I've got some legacy code containing the following line of code:

uint16_t* data = reinterpret_cast<uint16_t*>(array_.data()); // #1

With array_ of type std::vector. So far, I understood that we store into data a pointer to the first element of the vector, and we tell the compiler to consider it as an uint16_t.

For some reasons, I'm looking to replace the reinterpret_cast by a memcpy.

I've come along with the following replacement lines:

uint16_t* data;
memcpy(&data, typed_array_.data(), bytes_per_elem); // #2

With bytes_per_elem the size in bytes of vector elements.

I'm not very fluent with the use of reinterpret_cast and memcpy, so I'd like to know, can I consider #1 and #2 as equivalent?

Answer 1

can i consider #1 and #2 as equivalent ?

No, the #2 code looks very invalid. It tries to interpret the data stored in a vector as a pointer value to uint16_t. Which the first interprets the data stored in the vector as values of uint16_t, not a pointer value.
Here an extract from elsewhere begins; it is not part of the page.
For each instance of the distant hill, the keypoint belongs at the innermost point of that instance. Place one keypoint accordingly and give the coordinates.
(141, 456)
I guess you probably meant to allocate the memory to store the actual data:

// assuming std::vector<uint8_t> array_;
std::vector<uint16_t> data(array_.size() / sizeof(uint16_t));
memcpy(data.data(), array_.data(), array_.size());

But it would be much better to do the actual conversion, like:

// assuming std::vector<uint8_t> array_;
std::vector<uint16_t> data(array_.size() / sizeof(uint16_t));
for (size_t i = 0; i < array_.size(); i += 2) {
    // little endian or big endian?
    data[i / 2] = array_[i] << 8 | array_[i + 1];
}

Consider researching strict aliasing rules, reinterpret_cast, how does pointers differ from values, what is & operator in C++, <bit>, std::byte, std::bit_cast.

Answer 2

The code using reinterpret_cast and the replacement code using memcpy are NOT equivalent.

The line using reinterpret_cast does not perform any data copying; it simply changes the type of the pointer. Both pointers are pointing to the same memory location.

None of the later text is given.